¡Buen día, estimado lector! No creo ser el único que tiene cierta fijación con los dictadores: con escudriñar sus discursos y, sobre todo, sus actos. Si bien uno va perdiendo la capacidad de asombro con cada tropelía que cometen, no deja de sorprenderme la desfachatez con la que siguen rompiendo límites y superándose a sí mismos. El más reciente caso de análisis es Daniel Ortega, el sátrapa de Nicaragua.
En enero del 2025, Ortega cumplirá 18 años consecutivos al frente del pequeño país centroamericano (en la década de los 80 del siglo pasado tuvo un primer período de cinco años). Cerca de cumplir ocho décadas de vida, el dictador tiene la salud algo quebrantada y ya no gobierna solo. Su esposa, Rosario Murillo, que además es la vicepresidenta del país, es tan todopoderosa como él. Y lo será todavía más.
El Parlamento nicaragüense acaba de aprobar por unanimidad, y sin chistar, enmiendas a la Constitución -propuestas por la pareja presidencial- que reforma 135 artículos de ella y deroga casi 40, uno de los cuales prohibía la práctica de la tortura. Aunque usted no lo crea, es la duodécima reforma que lleva a cabo Ortega en la Carta Magna desde el 2007, incluyendo una que le ha permitido ser reelegido indefinidamente en el cargo.
Pero esta reforma, que debe ser aprobada en dos legislaturas (lo cual será un mero trámite el año que viene), es el último clavo en el ataúd de la democracia y la separación de poderes en Nicaragua: establece que el Ejecutivo coordine a los órganos legislativo, judicial y electoral (que antes se reconocían como independientes), amplía de 5 a 6 años el período presidencial, establece la figura de copresidenta (que calza a gusto y medida de Murillo) e instaura la Policía Voluntaria, que no es otra cosa que una fuerza paramilitar.

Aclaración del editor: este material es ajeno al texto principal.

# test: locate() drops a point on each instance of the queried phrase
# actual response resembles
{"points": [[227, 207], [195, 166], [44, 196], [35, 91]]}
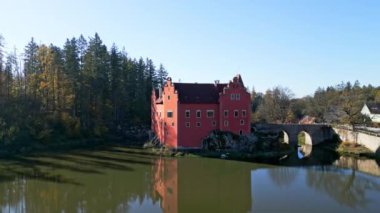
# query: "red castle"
{"points": [[183, 114]]}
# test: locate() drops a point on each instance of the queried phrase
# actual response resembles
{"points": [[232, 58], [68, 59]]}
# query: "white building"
{"points": [[372, 110]]}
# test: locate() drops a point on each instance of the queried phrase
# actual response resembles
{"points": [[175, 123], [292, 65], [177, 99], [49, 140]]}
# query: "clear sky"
{"points": [[299, 44]]}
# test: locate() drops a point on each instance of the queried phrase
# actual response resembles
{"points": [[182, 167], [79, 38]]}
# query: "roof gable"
{"points": [[194, 93]]}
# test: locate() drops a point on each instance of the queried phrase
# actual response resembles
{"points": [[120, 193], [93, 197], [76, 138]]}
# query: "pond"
{"points": [[119, 179]]}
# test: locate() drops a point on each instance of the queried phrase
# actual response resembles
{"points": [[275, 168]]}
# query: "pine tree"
{"points": [[162, 75], [31, 69]]}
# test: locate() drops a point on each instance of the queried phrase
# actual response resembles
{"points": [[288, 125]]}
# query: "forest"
{"points": [[83, 90], [86, 90], [340, 104]]}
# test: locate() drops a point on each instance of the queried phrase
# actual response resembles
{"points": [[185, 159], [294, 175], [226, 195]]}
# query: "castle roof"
{"points": [[194, 93]]}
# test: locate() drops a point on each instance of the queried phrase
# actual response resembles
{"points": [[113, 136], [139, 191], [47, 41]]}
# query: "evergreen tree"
{"points": [[162, 75]]}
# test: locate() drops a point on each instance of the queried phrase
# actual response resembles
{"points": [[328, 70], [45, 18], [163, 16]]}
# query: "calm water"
{"points": [[117, 180]]}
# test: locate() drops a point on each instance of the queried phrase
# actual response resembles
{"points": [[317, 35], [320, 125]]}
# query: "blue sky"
{"points": [[299, 44]]}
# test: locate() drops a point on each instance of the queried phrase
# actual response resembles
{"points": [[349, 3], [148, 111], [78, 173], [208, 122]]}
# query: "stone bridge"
{"points": [[314, 133]]}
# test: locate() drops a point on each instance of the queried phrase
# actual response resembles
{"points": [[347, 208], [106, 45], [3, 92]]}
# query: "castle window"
{"points": [[170, 114], [226, 113], [243, 113], [210, 113], [236, 113], [198, 113]]}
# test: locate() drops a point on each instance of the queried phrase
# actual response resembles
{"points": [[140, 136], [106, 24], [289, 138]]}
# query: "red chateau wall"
{"points": [[174, 131]]}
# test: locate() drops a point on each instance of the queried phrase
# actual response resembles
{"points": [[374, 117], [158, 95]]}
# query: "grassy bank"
{"points": [[350, 150]]}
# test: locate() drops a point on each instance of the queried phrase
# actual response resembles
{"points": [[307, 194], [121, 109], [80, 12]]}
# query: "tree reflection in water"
{"points": [[283, 176], [344, 186]]}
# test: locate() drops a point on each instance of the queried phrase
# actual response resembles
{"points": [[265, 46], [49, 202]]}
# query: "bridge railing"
{"points": [[361, 129]]}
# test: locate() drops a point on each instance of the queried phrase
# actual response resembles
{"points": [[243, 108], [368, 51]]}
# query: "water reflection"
{"points": [[199, 185], [115, 181], [314, 188]]}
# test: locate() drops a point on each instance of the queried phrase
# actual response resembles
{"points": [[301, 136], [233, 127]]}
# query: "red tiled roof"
{"points": [[194, 93]]}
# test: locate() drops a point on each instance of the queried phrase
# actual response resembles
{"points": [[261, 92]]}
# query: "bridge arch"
{"points": [[304, 138]]}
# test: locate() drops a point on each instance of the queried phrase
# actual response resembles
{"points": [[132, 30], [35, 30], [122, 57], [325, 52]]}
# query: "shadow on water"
{"points": [[309, 156], [44, 166]]}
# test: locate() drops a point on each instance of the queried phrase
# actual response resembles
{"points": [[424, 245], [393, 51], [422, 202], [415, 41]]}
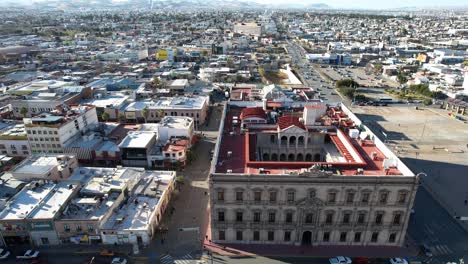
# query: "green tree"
{"points": [[105, 116], [23, 111], [121, 117], [401, 78], [145, 113]]}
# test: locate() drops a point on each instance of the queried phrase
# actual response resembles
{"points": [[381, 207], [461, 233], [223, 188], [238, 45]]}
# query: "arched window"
{"points": [[272, 138], [300, 157], [292, 140], [300, 140], [283, 157], [274, 157], [317, 157], [284, 140]]}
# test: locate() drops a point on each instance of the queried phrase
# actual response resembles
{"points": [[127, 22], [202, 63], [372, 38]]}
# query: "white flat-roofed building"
{"points": [[45, 167], [28, 216], [14, 141], [178, 85], [52, 132], [136, 221], [41, 219], [195, 107]]}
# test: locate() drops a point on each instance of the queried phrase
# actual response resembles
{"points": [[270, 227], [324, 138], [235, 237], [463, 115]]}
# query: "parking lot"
{"points": [[358, 74]]}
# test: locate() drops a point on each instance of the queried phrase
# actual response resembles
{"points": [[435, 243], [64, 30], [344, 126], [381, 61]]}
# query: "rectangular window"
{"points": [[378, 218], [221, 216], [271, 235], [309, 218], [239, 196], [257, 196], [346, 218], [361, 218], [397, 219], [289, 217], [365, 198], [221, 235], [402, 198], [291, 196], [329, 218], [343, 236], [383, 198], [271, 217], [239, 216], [239, 235], [357, 237], [256, 236], [220, 195], [257, 217], [273, 196]]}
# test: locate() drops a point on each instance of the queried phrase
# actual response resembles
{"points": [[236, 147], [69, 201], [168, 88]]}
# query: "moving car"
{"points": [[119, 261], [425, 249], [30, 254], [398, 261], [340, 260], [4, 253], [107, 253]]}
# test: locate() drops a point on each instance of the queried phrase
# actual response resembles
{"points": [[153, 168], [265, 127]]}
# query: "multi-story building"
{"points": [[195, 107], [45, 167], [14, 141], [317, 178], [52, 132]]}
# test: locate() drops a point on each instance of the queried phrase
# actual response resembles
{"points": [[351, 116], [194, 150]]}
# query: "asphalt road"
{"points": [[309, 76], [433, 226]]}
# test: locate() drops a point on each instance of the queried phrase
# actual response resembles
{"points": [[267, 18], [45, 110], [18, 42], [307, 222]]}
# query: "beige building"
{"points": [[314, 179]]}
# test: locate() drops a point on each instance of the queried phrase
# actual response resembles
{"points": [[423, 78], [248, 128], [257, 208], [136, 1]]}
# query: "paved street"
{"points": [[433, 226]]}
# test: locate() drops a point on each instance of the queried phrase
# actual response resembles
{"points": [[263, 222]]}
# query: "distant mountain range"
{"points": [[157, 4]]}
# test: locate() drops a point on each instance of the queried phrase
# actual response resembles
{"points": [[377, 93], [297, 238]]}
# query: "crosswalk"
{"points": [[185, 259]]}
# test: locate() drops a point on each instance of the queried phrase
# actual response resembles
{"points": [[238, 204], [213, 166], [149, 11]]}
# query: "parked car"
{"points": [[340, 260], [425, 249], [119, 261], [398, 261], [30, 254], [107, 253], [4, 253], [362, 260]]}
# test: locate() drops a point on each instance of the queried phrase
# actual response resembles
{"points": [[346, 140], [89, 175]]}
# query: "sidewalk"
{"points": [[309, 251]]}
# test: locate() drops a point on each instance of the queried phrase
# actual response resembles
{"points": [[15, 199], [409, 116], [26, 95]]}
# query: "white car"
{"points": [[340, 260], [30, 254], [398, 261], [119, 261], [4, 253]]}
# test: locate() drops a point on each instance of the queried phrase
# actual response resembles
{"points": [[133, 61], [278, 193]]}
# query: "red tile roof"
{"points": [[287, 121], [257, 112]]}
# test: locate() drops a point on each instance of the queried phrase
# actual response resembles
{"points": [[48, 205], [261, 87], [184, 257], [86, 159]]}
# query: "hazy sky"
{"points": [[375, 4], [372, 4]]}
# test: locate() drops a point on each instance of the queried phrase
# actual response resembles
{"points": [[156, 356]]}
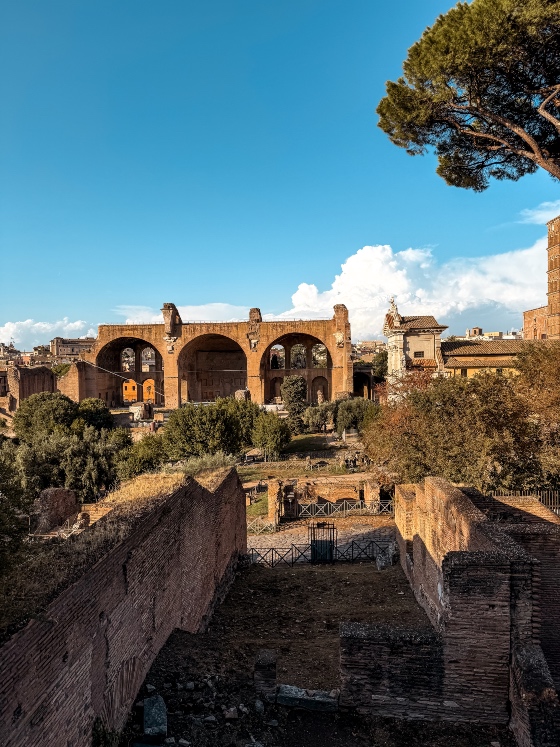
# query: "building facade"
{"points": [[543, 323], [177, 362]]}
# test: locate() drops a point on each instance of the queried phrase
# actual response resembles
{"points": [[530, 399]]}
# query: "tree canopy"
{"points": [[482, 87], [476, 431]]}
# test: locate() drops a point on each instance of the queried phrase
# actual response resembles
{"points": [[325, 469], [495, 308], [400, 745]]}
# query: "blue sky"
{"points": [[226, 152]]}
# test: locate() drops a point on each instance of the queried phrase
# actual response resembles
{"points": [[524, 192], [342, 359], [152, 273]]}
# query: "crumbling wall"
{"points": [[73, 383], [393, 671], [52, 508], [484, 574], [24, 381], [88, 652]]}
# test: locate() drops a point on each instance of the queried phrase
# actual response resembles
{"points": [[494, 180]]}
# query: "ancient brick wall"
{"points": [[23, 382], [485, 585], [90, 649], [74, 383], [408, 667]]}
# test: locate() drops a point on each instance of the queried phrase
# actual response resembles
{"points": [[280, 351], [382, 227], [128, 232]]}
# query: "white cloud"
{"points": [[505, 284], [542, 213], [209, 312], [28, 333], [490, 291]]}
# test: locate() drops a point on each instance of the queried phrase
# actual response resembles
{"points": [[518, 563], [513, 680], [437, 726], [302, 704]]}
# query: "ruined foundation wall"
{"points": [[480, 584], [87, 654]]}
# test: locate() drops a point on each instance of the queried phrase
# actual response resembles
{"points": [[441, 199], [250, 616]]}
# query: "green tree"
{"points": [[294, 395], [94, 412], [145, 455], [42, 414], [352, 413], [194, 430], [476, 431], [85, 463], [379, 365], [538, 385], [482, 87], [245, 412], [271, 433], [317, 417], [12, 505]]}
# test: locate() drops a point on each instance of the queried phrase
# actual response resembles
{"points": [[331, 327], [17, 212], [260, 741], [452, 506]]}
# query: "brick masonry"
{"points": [[486, 574], [88, 652]]}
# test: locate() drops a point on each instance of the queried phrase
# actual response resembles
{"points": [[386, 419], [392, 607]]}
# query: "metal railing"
{"points": [[549, 498], [352, 552], [346, 508]]}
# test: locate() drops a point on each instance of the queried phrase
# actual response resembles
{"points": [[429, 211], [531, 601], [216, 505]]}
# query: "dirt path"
{"points": [[296, 610]]}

En los últimos años la autocracia nicaragüense ha matado a cientos de civiles, ha encarcelado o deportado a miles de opositores, ha arremetido contra la Iglesia Católica y ha echado del país a numerosas ONG extranjeras. Siendo terrible esta lista, que por cierto queda corta, quizá lo que más deprime es esa sensación de fracaso y de no poder hacer nada frente a una tiranía ya comparable con la de los Castro en Cuba o la de los Duvalier en Haití. ¡Nos reencontramos el martes que viene!